7.8 Branching recursion#
When we taught you recursion,
we started with sum_nested
:
def sum_nested(obj: int | list) -> int:
"""Return the sum of the numbers in a nested list <obj>.
"""
if isinstance(obj, int):
# obj is an integer
return obj
else:
# obj is a list of nested lists: [lst_1, ..., lst_n]
s = 0
for sublist in obj:
# each sublist is a nested list
s += sum_nested(sublist)
return s
sum_nested
is different from sum_ordinary
in a very important way:
A call to this function either doesn’t recurse or
recurses not once, but n times, where n is len(obj)
.
And each of these calls
either doesn’t recurse or recurses potentially several times.
And so on and so on.
We call this branching recursion because
we end up with a branching set of function calls.
We can represent this with a branching diagram.
For example, suppose we have a main block that calls
sum_nested([6, [1, [2, 4], [3]], [], [8]])
.
This ultimately leads to all the function calls shown in the diagram below, where
an arrow from A to B means that function call A leads to function call B.

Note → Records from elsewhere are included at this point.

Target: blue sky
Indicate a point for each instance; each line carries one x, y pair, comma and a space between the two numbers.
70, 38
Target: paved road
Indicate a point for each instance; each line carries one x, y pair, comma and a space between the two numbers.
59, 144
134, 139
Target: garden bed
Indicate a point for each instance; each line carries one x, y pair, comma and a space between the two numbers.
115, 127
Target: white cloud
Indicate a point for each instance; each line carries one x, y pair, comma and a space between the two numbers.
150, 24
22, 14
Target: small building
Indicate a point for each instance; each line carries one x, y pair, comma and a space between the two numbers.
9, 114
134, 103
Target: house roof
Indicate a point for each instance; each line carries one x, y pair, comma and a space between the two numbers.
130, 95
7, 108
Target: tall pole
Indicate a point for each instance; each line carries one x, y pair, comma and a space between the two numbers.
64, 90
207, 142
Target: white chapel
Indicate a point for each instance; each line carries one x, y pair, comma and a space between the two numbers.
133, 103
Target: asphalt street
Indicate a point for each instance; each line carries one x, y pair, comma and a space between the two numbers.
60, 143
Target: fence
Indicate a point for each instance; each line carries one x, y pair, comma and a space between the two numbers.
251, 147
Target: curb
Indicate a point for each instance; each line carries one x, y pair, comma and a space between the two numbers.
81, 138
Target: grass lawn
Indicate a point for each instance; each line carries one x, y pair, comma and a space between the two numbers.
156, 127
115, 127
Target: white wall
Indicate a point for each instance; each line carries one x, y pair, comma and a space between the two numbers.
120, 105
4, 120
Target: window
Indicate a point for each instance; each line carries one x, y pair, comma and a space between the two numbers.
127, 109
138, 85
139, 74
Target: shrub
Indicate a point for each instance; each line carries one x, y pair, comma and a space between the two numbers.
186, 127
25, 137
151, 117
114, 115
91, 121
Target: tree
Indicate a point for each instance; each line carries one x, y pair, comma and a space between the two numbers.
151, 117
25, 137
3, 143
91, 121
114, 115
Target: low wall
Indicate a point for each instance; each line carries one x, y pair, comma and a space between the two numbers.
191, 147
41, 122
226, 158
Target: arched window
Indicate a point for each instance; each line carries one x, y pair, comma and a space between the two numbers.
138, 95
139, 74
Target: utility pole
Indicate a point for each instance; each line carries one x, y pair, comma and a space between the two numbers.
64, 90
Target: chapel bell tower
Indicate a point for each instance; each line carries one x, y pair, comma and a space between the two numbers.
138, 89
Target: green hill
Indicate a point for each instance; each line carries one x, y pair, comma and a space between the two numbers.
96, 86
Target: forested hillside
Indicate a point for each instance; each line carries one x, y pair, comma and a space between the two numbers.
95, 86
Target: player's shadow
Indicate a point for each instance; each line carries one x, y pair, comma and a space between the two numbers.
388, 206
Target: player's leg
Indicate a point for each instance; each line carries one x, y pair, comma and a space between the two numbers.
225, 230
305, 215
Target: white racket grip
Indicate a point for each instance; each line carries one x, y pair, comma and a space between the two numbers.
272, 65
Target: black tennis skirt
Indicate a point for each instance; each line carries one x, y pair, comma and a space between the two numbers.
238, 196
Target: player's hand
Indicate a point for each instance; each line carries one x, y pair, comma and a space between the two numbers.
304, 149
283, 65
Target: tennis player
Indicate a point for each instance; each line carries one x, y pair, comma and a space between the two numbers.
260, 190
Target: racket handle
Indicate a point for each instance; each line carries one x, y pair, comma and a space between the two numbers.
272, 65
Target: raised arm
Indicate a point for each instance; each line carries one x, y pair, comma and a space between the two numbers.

Because of the branching calls,
the set of actions that occurs on the call stack in this case
is much more complicated than what we saw with sum_ordinary
.
Try to answer these questions:
How many frames are on the stack when we are processing the call to
sum_nested(6)
(including the stack frame for that call)?How many frames are on the stack when we are processing the call to
sum_nested([8])
(including the stack frame for that call)?How many frames are on the stack when we are processing the call to
sum_nested([2, 4])
(including the stack frame for that call)?How many frames are on the call stack when it reaches its tallest?
Can you picture exactly all the pushing and popping that must go on
to execute this simple call to sum_nested([6, [1, [2, 4], [3]], [], [8]])
?
Python is infinitely “patient” and happily works away on this.
But for people, it’s hard to hold in our head,
and it can be much more complex when the function call isn’t so trivial.
We could trace carefully on paper, working away on the pushing and popping just as Python does,
but that is a lot of work.
Luckily, we know that we don’t have to because partial tracing, although much simpler, works.
This is why partial tracing is so great!